The chart offers two ways to do this. Use whichever fits your deployment flow.

## Option 1 — customCA convenience wrapper (recommended for the common case)

<Steps>
  <Step title="Create a Secret containing the corporate CA certificate">
    PEM format, single cert or bundle:

    ```shell theme={"theme":"dracula","languages":{"custom":["/languages/rego.json"]}}
    kubectl create secret generic corporate-ca-bundle --from-file=ca.crt=/path/to/corporate-ca.crt
    ```
  </Step>

  <Step title="Enable the wrapper in values.yaml">
    ```yaml theme={"theme":"dracula","languages":{"custom":["/languages/rego.json"]}}
    customCA:
      enabled: true
      secretName: corporate-ca-bundle
      key: ca.crt
    ```
  </Step>
</Steps>

The chart mounts the certificate as a single file at `/etc/ssl/certs/kosli-custom-ca.crt` using `subPath`. Go's standard library on Linux loads CA roots in two independent passes — it reads the system bundle file (e.g. `/etc/ssl/certs/ca-certificates.crt`) and **also** scans `/etc/ssl/certs/` for additional certificate files. The mounted file is picked up by the directory scan and added to the trust store alongside the system roots, so no `SSL_CERT_FILE` env var is needed.
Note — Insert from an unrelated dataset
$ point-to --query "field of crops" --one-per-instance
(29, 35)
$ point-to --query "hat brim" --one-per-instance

The wrapper deliberately does **not** set `SSL_CERT_FILE`. Setting it would replace the system bundle entirely with the customer's file, breaking trust for any public CAs the bundle does not include.

## Option 2 — generic extraVolumes / extraVolumeMounts / extraEnvVars

Use these when you need a non-default mount path, a ConfigMap instead of a Secret, multiple volumes, or any other shape the wrapper does not cover:

```yaml theme={"theme":"dracula","languages":{"custom":["/languages/rego.json"]}}
extraVolumes:
  - name: corporate-ca
    secret:
      secretName: corporate-ca-bundle

extraVolumeMounts:
  - name: corporate-ca
    mountPath: /etc/ssl/certs/corporate
    readOnly: true
```

<Warning>
  If you mount the CA outside `/etc/ssl/certs/` and set `SSL_CERT_FILE` via `extraEnvVars`, your bundle must include the public CAs you also need to trust — Go uses only that file when `SSL_CERT_FILE` is set.
</Warning>

## Pod Security Standards

Both options use `secret`-backed volumes, which are permitted under the Pod Security Standards `restricted` profile. `hostPath` mounts are not permitted under that profile and should not be used here.

## Cluster-wide alternative

If you already run [cert-manager's trust-manager](https://cert-manager.io/docs/trust/trust-manager/) to distribute a corporate CA bundle into a well-known ConfigMap in every namespace, point `extraVolumes` / `extraVolumeMounts` at that ConfigMap instead of creating a per-namespace Secret.